Les protocoles régissant le Spravato, un médicament approuvé par la FDA et basé sur un proche cousin chimique de la kétamine appelé eskétamine, sont illustratifs. Parce qu’il peut entraîner des effets secondaires graves, il relève du programme de stratégies d’évaluation et d’atténuation des risques de la FDA, qui met en place des exigences supplémentaires, a déclaré Robinson. Le REMS de Spravato nécessite deux heures de surveillance après chaque dose et interdit aux patients de conduire les jours de traitement.
La kétamine générique, en revanche, n’a aucune exigence REMS. Et comme il s’agit d’un médicament générique et bon marché, les fabricants de médicaments sont peu incités financièrement à entreprendre les essais cliniques coûteux qui seraient nécessaires à l’approbation de la FDA.
Cela laisse au patient le soin d’évaluer les fournisseurs de kétamine. Les cliniques dédiées aux perfusions intraveineuses, plutôt que de proposer le traitement en complément, peuvent être plus familières avec les nuances de l’administration du médicament. Idéalement, les praticiens devraient avoir une expertise en santé mentale et en anesthésie, ou avoir plusieurs spécialités sous un même toit, et les cliniques devraient être équipées d’équipements de surveillance de qualité hospitalière, a déclaré Mandel.
Siegel, qui étudie la kétamine depuis 2003, a déclaré que le médicament est particulièrement utile en tant qu’intervention d’urgence, atténuant les pensées suicidaires suffisamment longtemps pour donner aux traitements traditionnels, comme la thérapie par la parole et les antidépresseurs ISRS, le temps d’agir. « Les solutions que nous avons et que nous avons eues jusqu’à présent ont échoué », a déclaré Mandel.
Le médicament est maintenant suffisamment populaire en tant que traitement de santé mentale pour que le nom de la clinique de Mandel soit un spectacle quotidien pour des milliers d’Angelenos, puisqu’il apparaît sur 26 panneaux Adopt-A-Highway le long des autoroutes 405 et 10.
Et la renaissance psychédélique de la santé mentale s’accélère. Un médicament contenant de la MDMA, connu sous le nom d’ecstasy ou molly, devrait recevoir l’approbation de la FDA en 2024. Un médicament contenant de la psilocybine, l’ingrédient actif des « champignons magiques », pourrait être lancé dès 2027, la même année qu’un médicament contre l’accident vasculaire cérébral avec l’ingrédient actif. L’ingrédient du DMT, un hallucinogène, devrait faire ses débuts.

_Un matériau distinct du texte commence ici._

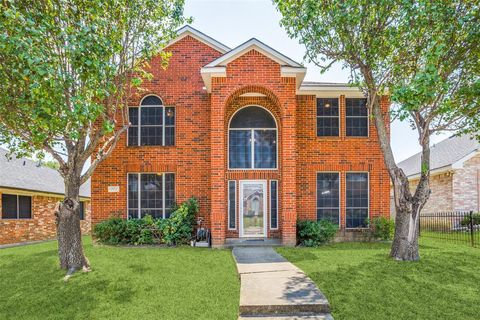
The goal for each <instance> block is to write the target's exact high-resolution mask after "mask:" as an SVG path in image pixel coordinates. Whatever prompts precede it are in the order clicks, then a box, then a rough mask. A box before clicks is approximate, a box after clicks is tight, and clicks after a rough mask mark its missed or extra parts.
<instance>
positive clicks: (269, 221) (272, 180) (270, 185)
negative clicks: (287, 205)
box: [268, 179, 280, 230]
mask: <svg viewBox="0 0 480 320" xmlns="http://www.w3.org/2000/svg"><path fill="white" fill-rule="evenodd" d="M272 182H275V183H276V184H277V188H276V193H277V195H276V200H277V201H276V203H277V206H276V208H277V213H276V216H277V226H276V227H275V228H274V227H272ZM268 188H269V189H268V206H269V208H268V209H269V213H270V221H269V225H270V230H278V229H279V227H280V224H279V220H278V217H279V214H278V211H279V208H278V188H279V185H278V180H277V179H271V180H270V181H269V182H268Z"/></svg>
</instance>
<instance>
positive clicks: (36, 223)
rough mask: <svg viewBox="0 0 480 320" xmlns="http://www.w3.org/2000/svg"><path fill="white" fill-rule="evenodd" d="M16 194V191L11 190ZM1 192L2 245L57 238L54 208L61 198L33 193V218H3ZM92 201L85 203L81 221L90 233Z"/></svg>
mask: <svg viewBox="0 0 480 320" xmlns="http://www.w3.org/2000/svg"><path fill="white" fill-rule="evenodd" d="M9 194H15V192H9ZM1 197H2V194H1V193H0V245H1V244H9V243H17V242H25V241H39V240H48V239H55V238H56V232H57V231H56V225H55V215H54V209H55V205H56V203H57V202H58V201H60V200H61V198H56V197H51V196H42V195H33V196H32V218H31V219H18V220H17V219H8V220H4V219H1V212H2V207H1V206H2V201H1ZM90 216H91V215H90V202H89V201H88V202H86V205H85V220H82V221H80V225H81V228H82V234H90Z"/></svg>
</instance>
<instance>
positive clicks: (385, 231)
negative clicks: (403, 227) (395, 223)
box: [370, 217, 395, 241]
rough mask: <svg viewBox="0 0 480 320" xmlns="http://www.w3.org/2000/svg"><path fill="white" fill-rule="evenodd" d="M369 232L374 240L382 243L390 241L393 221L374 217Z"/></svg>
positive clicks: (394, 223) (387, 219) (392, 232)
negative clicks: (383, 241)
mask: <svg viewBox="0 0 480 320" xmlns="http://www.w3.org/2000/svg"><path fill="white" fill-rule="evenodd" d="M370 227H371V232H372V237H373V238H374V239H381V240H384V241H388V240H392V239H393V234H394V232H395V223H394V222H393V220H390V219H387V218H385V217H376V218H373V219H372V223H371V226H370Z"/></svg>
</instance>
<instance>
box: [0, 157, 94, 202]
mask: <svg viewBox="0 0 480 320" xmlns="http://www.w3.org/2000/svg"><path fill="white" fill-rule="evenodd" d="M6 154H7V150H5V149H2V148H0V187H4V188H15V189H23V190H29V191H37V192H47V193H57V194H64V192H65V187H64V184H63V178H62V177H61V176H60V173H58V171H57V170H54V169H50V168H47V167H43V166H38V164H37V163H36V162H35V161H32V160H29V159H25V158H20V159H17V158H15V156H12V159H11V160H8V158H7V157H6ZM80 196H82V197H90V180H88V181H87V182H85V183H84V184H83V185H82V186H81V188H80Z"/></svg>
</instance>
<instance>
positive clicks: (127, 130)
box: [126, 94, 177, 147]
mask: <svg viewBox="0 0 480 320" xmlns="http://www.w3.org/2000/svg"><path fill="white" fill-rule="evenodd" d="M148 97H157V98H158V99H160V101H162V104H161V105H156V104H155V105H153V104H152V105H142V102H143V100H145V99H146V98H148ZM145 107H146V108H151V107H155V108H159V107H161V108H162V124H161V125H152V124H147V125H143V127H144V128H148V127H162V144H158V145H157V144H155V145H142V144H141V141H142V136H141V130H142V117H141V116H142V110H141V109H142V108H145ZM130 108H135V109H137V119H138V124H137V125H134V126H136V127H137V144H135V145H129V144H128V142H129V130H127V141H126V143H127V147H173V146H175V145H176V143H177V139H176V138H177V109H176V107H174V106H167V105H165V104H164V103H163V99H162V98H160V97H159V96H158V95H155V94H148V95H146V96H144V97H143V98H142V100H141V101H140V104H139V105H138V106H128V110H130ZM166 108H172V109H174V115H175V119H174V120H173V125H170V124H169V125H167V124H166V121H165V117H166V112H165V109H166ZM129 112H130V111H129ZM167 127H168V128H172V127H173V144H171V145H165V131H166V130H165V128H167Z"/></svg>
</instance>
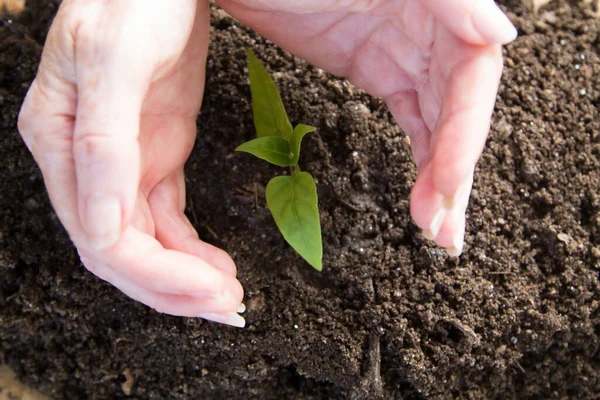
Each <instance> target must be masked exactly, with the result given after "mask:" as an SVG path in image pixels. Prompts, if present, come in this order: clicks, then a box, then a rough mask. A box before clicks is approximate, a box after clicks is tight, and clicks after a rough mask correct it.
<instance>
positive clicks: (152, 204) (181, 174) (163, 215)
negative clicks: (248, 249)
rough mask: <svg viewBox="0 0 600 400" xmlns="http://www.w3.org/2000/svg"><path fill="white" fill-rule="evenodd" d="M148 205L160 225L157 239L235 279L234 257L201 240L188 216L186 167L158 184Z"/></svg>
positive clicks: (182, 168)
mask: <svg viewBox="0 0 600 400" xmlns="http://www.w3.org/2000/svg"><path fill="white" fill-rule="evenodd" d="M148 202H149V205H150V209H151V211H152V215H153V219H154V222H155V226H156V238H157V239H158V241H159V242H161V243H162V245H163V246H164V247H165V248H167V249H172V250H177V251H180V252H183V253H187V254H191V255H194V256H197V257H199V258H201V259H202V260H204V261H205V262H207V263H208V264H210V265H212V266H213V267H215V268H217V269H219V270H221V271H223V272H225V273H227V274H230V275H231V276H234V277H235V275H236V272H237V269H236V266H235V263H234V262H233V260H232V259H231V257H230V256H229V255H228V254H227V253H226V252H225V251H223V250H221V249H219V248H217V247H215V246H212V245H210V244H208V243H206V242H204V241H202V240H200V239H199V237H198V233H197V232H196V230H195V229H194V227H193V226H192V224H191V223H190V221H189V220H188V218H187V216H186V215H185V213H184V209H185V179H184V175H183V168H181V169H180V170H178V171H177V172H175V173H174V174H172V175H170V176H168V177H167V178H165V179H164V180H163V181H161V182H160V183H159V184H158V185H156V187H155V188H154V189H153V190H152V192H151V193H150V196H149V197H148Z"/></svg>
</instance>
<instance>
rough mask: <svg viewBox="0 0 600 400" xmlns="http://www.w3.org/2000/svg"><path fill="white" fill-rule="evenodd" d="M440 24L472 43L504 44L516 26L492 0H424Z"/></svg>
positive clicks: (511, 36) (512, 32) (495, 3)
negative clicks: (442, 23) (511, 21)
mask: <svg viewBox="0 0 600 400" xmlns="http://www.w3.org/2000/svg"><path fill="white" fill-rule="evenodd" d="M423 3H424V4H425V6H426V7H427V8H428V9H429V10H430V11H431V13H432V14H433V15H435V16H436V18H438V19H439V20H440V21H442V23H443V24H444V25H445V26H446V27H447V28H448V29H450V30H451V31H452V32H454V33H455V34H456V35H458V36H460V37H461V38H462V39H463V40H466V41H467V42H469V43H472V44H506V43H509V42H512V41H513V40H515V38H516V37H517V29H516V28H515V26H514V25H513V24H512V22H511V21H510V20H509V19H508V17H507V16H506V14H504V12H503V11H502V10H501V9H500V7H498V5H497V4H496V2H494V1H493V0H424V1H423Z"/></svg>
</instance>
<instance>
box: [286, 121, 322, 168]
mask: <svg viewBox="0 0 600 400" xmlns="http://www.w3.org/2000/svg"><path fill="white" fill-rule="evenodd" d="M316 130H317V128H315V127H314V126H310V125H304V124H298V125H296V127H295V128H294V131H293V132H292V137H291V139H290V150H292V161H290V163H291V165H295V164H298V158H299V157H300V144H301V143H302V138H303V137H304V135H306V134H307V133H311V132H314V131H316Z"/></svg>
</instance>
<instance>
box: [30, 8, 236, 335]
mask: <svg viewBox="0 0 600 400" xmlns="http://www.w3.org/2000/svg"><path fill="white" fill-rule="evenodd" d="M176 3H177V4H176V6H175V5H174V4H173V2H171V1H169V0H153V1H146V0H128V1H105V0H89V1H64V2H63V4H62V6H61V8H60V10H59V13H58V15H57V17H56V19H55V21H54V23H53V25H52V27H51V29H50V32H49V34H48V39H47V42H46V46H45V49H44V52H43V55H42V61H41V64H40V68H39V72H38V75H37V77H36V79H35V80H34V82H33V83H32V85H31V88H30V90H29V93H28V94H27V97H26V100H25V103H24V105H23V108H22V110H21V114H20V117H19V130H20V132H21V134H22V136H23V139H24V141H25V143H26V144H27V146H28V147H29V149H30V151H31V152H32V154H33V155H34V157H35V159H36V161H37V162H38V164H39V165H40V168H41V170H42V173H43V175H44V180H45V182H46V186H47V189H48V193H49V195H50V199H51V201H52V204H53V206H54V208H55V210H56V212H57V214H58V216H59V218H60V220H61V222H62V223H63V225H64V226H65V227H66V229H67V231H68V233H69V235H70V237H71V239H72V240H73V242H74V243H75V245H76V246H77V249H78V251H79V254H80V256H81V259H82V261H83V263H84V264H85V266H86V267H87V268H88V269H89V270H90V271H92V272H93V273H94V274H96V275H97V276H99V277H100V278H102V279H105V280H107V281H109V282H110V283H112V284H113V285H114V286H116V287H117V288H119V289H120V290H121V291H123V292H124V293H125V294H127V295H129V296H130V297H132V298H134V299H136V300H138V301H140V302H142V303H144V304H147V305H148V306H150V307H152V308H154V309H156V310H158V311H160V312H165V313H169V314H174V315H181V316H189V317H197V316H201V317H203V318H205V319H210V320H214V321H218V322H223V323H228V324H230V325H236V326H242V325H243V323H244V320H243V318H242V317H240V316H239V315H237V313H236V312H237V311H238V307H240V303H241V301H242V296H243V289H242V287H241V285H240V284H239V282H238V281H237V280H236V278H235V274H236V267H235V264H234V263H233V260H232V259H231V258H230V257H229V256H228V255H227V254H226V253H225V252H223V251H222V250H219V249H217V248H215V247H213V246H211V245H208V244H206V243H204V242H202V241H200V240H199V239H198V236H197V234H196V232H195V230H194V229H193V228H192V225H191V224H190V222H189V221H188V220H187V218H186V217H185V215H184V213H183V210H184V206H185V184H184V177H183V164H184V162H185V160H186V159H187V157H188V155H189V153H190V151H191V149H192V146H193V143H194V139H195V133H196V117H197V115H198V111H199V109H200V104H201V101H202V91H203V88H204V68H205V63H206V53H207V48H208V32H209V8H208V1H199V2H196V0H178V1H177V2H176ZM242 308H243V307H242Z"/></svg>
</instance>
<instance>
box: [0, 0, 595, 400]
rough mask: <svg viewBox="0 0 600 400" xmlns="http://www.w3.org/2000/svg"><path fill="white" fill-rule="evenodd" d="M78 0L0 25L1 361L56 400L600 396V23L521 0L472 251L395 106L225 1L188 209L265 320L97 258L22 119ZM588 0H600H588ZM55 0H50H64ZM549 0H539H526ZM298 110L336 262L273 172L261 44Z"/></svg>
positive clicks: (478, 197) (280, 81)
mask: <svg viewBox="0 0 600 400" xmlns="http://www.w3.org/2000/svg"><path fill="white" fill-rule="evenodd" d="M58 2H59V1H58V0H53V1H52V2H48V1H42V0H37V1H33V0H32V1H30V2H29V4H28V7H29V8H28V10H27V12H26V14H25V15H24V16H22V17H21V18H19V19H18V20H17V21H15V22H13V23H10V22H9V21H7V20H4V21H2V23H1V25H0V130H1V131H0V132H1V135H0V160H2V161H1V167H0V168H2V169H1V170H0V173H1V176H2V179H1V180H0V192H1V193H2V196H1V197H0V273H1V275H2V279H1V281H0V363H8V364H9V365H10V366H11V367H12V368H13V369H14V370H15V371H16V372H17V373H18V375H19V376H20V378H21V379H22V380H24V381H25V382H26V383H28V384H30V385H31V386H33V387H35V388H37V389H39V390H41V391H42V392H44V393H46V394H48V395H50V396H52V397H53V398H56V399H88V398H89V399H92V398H93V399H112V398H126V397H128V394H130V397H131V398H140V399H163V398H175V399H202V398H205V399H226V398H233V399H246V398H256V399H346V398H351V399H352V398H354V399H367V398H369V399H370V398H378V397H381V398H386V399H423V398H432V399H445V398H468V399H493V398H498V399H513V398H514V399H517V398H518V399H527V398H532V399H533V398H535V399H538V398H539V399H564V398H583V399H592V398H597V397H599V396H600V353H599V349H600V338H599V336H600V285H599V283H598V273H599V271H600V194H599V190H598V188H599V186H600V122H599V121H600V115H599V110H598V107H599V106H600V58H599V56H600V34H599V28H600V22H599V19H598V17H597V16H596V15H595V14H594V10H593V9H591V8H588V7H589V6H585V5H579V3H576V2H564V1H554V2H551V4H550V5H549V6H547V7H545V8H542V9H541V10H539V11H538V12H537V13H536V14H534V12H533V10H532V9H531V8H530V7H526V6H524V5H523V4H524V3H522V2H521V1H517V0H514V1H508V2H504V4H503V5H504V6H505V8H506V9H507V10H508V11H509V14H510V16H511V18H512V19H513V21H515V22H516V24H517V25H518V27H519V31H520V34H521V36H520V38H519V39H518V40H517V41H516V42H514V43H513V44H511V45H509V46H508V47H507V48H506V65H507V68H506V71H505V74H504V78H503V81H502V86H501V88H500V94H499V97H498V104H497V108H496V113H495V117H494V123H493V128H492V133H491V136H490V139H489V142H488V146H487V149H486V151H485V153H484V155H483V157H482V159H481V162H480V163H479V165H478V168H477V171H476V175H475V190H474V192H473V196H472V199H471V204H470V208H469V211H468V219H467V237H466V247H465V253H464V255H463V256H462V257H461V258H460V260H458V261H457V260H456V259H452V258H449V257H447V256H446V255H445V253H444V252H443V251H442V250H440V249H437V248H436V247H434V246H432V245H431V243H429V242H427V241H426V240H424V239H423V238H422V237H421V236H420V234H419V230H418V229H417V228H416V226H415V225H414V224H412V222H411V220H410V217H409V210H408V196H409V191H410V188H411V185H412V183H413V182H414V179H415V168H414V166H413V164H412V161H411V156H410V150H409V146H408V144H407V143H406V141H405V137H404V134H403V133H402V132H401V131H400V130H399V128H398V127H397V126H396V125H395V124H394V122H393V121H392V118H391V116H390V114H389V113H388V111H387V109H386V107H385V105H384V104H383V103H382V102H381V101H380V100H378V99H373V98H371V97H369V96H368V95H366V94H365V93H364V92H362V91H360V90H357V89H355V88H353V87H352V86H350V85H348V84H347V83H346V82H344V81H343V80H341V79H337V78H334V77H331V76H329V75H327V74H325V73H323V72H322V71H320V70H319V69H317V68H314V67H312V66H310V65H307V64H306V63H305V62H303V61H301V60H299V59H297V58H294V57H292V56H291V55H289V54H287V53H285V52H283V51H281V50H280V49H278V48H277V47H275V46H273V45H272V44H271V43H269V42H267V41H265V40H263V39H262V38H260V37H258V36H257V35H256V34H254V33H253V32H252V31H251V30H249V29H248V28H246V27H244V26H242V25H240V24H239V23H237V22H236V21H234V20H232V19H230V18H229V17H228V16H227V15H225V14H224V13H223V12H222V11H220V10H218V9H214V10H213V21H212V22H213V31H212V36H213V41H212V44H211V47H210V57H209V61H208V74H207V86H206V95H205V100H204V105H203V109H202V112H201V115H200V117H199V119H198V127H199V135H198V141H197V143H196V146H195V149H194V152H193V154H192V156H191V159H190V161H189V163H188V169H187V177H188V193H189V194H188V197H189V199H188V200H189V201H188V213H189V215H190V218H191V219H192V220H193V222H194V224H195V225H196V227H197V228H198V230H199V231H200V233H201V236H202V237H203V238H205V239H206V240H207V241H210V242H212V243H215V244H217V245H219V246H222V247H224V248H225V249H226V250H227V251H229V253H230V254H231V255H232V257H233V258H234V259H235V261H236V262H237V265H238V267H239V271H240V272H239V277H240V280H241V282H242V284H243V285H244V287H245V289H246V297H245V302H246V304H247V306H248V312H247V315H246V317H247V322H248V325H247V328H245V329H243V330H238V329H234V328H229V327H225V326H219V325H216V324H212V323H206V322H203V321H202V320H200V319H182V318H174V317H169V316H166V315H159V314H158V313H156V312H154V311H152V310H149V309H148V308H146V307H144V306H142V305H140V304H137V303H135V302H133V301H131V300H129V299H128V298H127V297H125V296H124V295H122V294H121V293H120V292H118V291H117V290H116V289H114V288H113V287H111V286H110V285H108V284H106V283H103V282H101V281H100V280H99V279H97V278H95V277H94V276H93V275H91V274H90V273H88V272H87V271H86V270H85V269H84V268H83V267H82V266H81V265H80V263H79V261H78V258H77V255H76V252H75V250H74V249H73V248H72V246H71V245H70V242H69V239H68V237H67V235H66V234H65V232H64V230H63V229H62V228H61V226H60V224H59V222H58V220H57V218H56V216H55V214H54V213H53V211H52V209H51V207H50V205H49V202H48V199H47V196H46V193H45V189H44V184H43V181H42V178H41V174H40V172H39V170H38V168H37V166H36V165H35V163H34V162H33V160H32V158H31V156H30V155H29V153H28V151H27V149H26V148H25V146H24V145H23V144H22V143H21V140H20V138H19V136H18V133H17V131H16V127H15V125H16V118H17V113H18V110H19V107H20V105H21V102H22V100H23V97H24V95H25V93H26V90H27V87H28V85H29V83H30V81H31V80H32V79H33V77H34V74H35V71H36V68H37V63H38V61H39V55H40V50H41V43H43V40H44V33H45V32H46V29H47V26H48V23H49V22H50V18H51V16H52V14H53V12H54V11H55V8H56V4H57V3H58ZM583 3H585V2H583ZM49 4H52V5H51V6H50V5H49ZM527 4H529V3H527ZM247 47H252V48H254V50H255V52H256V53H257V54H258V55H259V57H260V58H261V59H262V60H264V61H266V63H267V64H268V67H269V69H270V70H271V71H272V72H275V73H276V81H277V83H278V85H279V86H280V88H281V89H282V96H283V99H284V102H285V104H286V105H287V106H288V113H289V115H290V118H291V120H292V122H293V123H297V122H303V123H308V124H313V125H315V126H317V127H318V128H319V130H318V133H317V134H313V135H311V136H308V137H307V139H305V144H304V146H303V152H304V154H303V160H301V166H302V168H303V169H304V170H307V171H310V172H311V173H312V174H313V175H314V176H315V178H316V180H317V184H318V187H319V195H320V209H321V220H322V224H323V239H324V253H325V255H324V266H325V268H324V271H323V272H322V273H318V272H316V271H314V270H313V269H312V268H310V267H309V266H308V265H307V264H306V263H305V262H303V261H302V259H301V258H299V256H297V255H296V254H295V253H294V252H293V250H291V249H290V248H289V247H288V246H287V245H286V243H285V242H284V240H283V239H282V237H281V236H280V234H279V233H278V231H277V229H276V227H275V224H274V222H273V221H272V218H271V216H270V214H269V212H268V210H267V209H266V205H265V201H264V196H263V190H264V185H265V184H266V183H267V182H268V180H269V179H270V178H271V177H273V176H275V175H276V174H278V173H280V169H278V168H274V167H273V168H271V167H269V166H266V165H265V163H262V162H259V161H256V160H255V159H253V158H252V157H250V156H246V155H243V154H238V153H234V148H235V147H236V146H237V145H238V144H240V143H242V142H244V141H245V140H248V139H250V138H252V137H253V135H254V129H253V125H252V120H251V109H250V102H249V99H250V93H249V88H248V85H247V78H246V72H245V69H244V68H245V49H246V48H247Z"/></svg>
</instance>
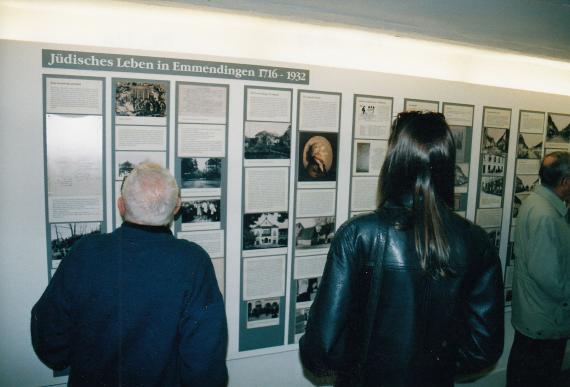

Robinson a déclaré que de nombreuses cliniques de kétamine avaient ouvert leurs portes en prévision de l’expansion du marché psychédélique. Étant donné que ces nouveaux médicaments seront probablement couverts par une assurance, Robinson conseille aux cliniques de proposer des traitements approuvés par la FDA, tels que le Spravato, afin de disposer de l’infrastructure et du personnel d’assurance appropriés.
Pour l’instant, Sarah Gutilla paiera de sa poche les traitements à la kétamine. Un an après sa première série de perfusions, elle et son mari économisent pour la deuxième. En attendant, elle passe ses journées dans son ranch à Llano où elle sauve des chiens et des chevaux, et s’appuie sur une thérapie de télésanté et des médicaments psychiatriques.
Bien que les perfusions ne soient pas « une solution magique », elles constituent un outil pour l’aider à avancer dans la bonne direction.
« Avant, il n’y avait pas de lumière au bout du tunnel », a-t-elle déclaré. « La kétamine m’a littéralement sauvé la vie. »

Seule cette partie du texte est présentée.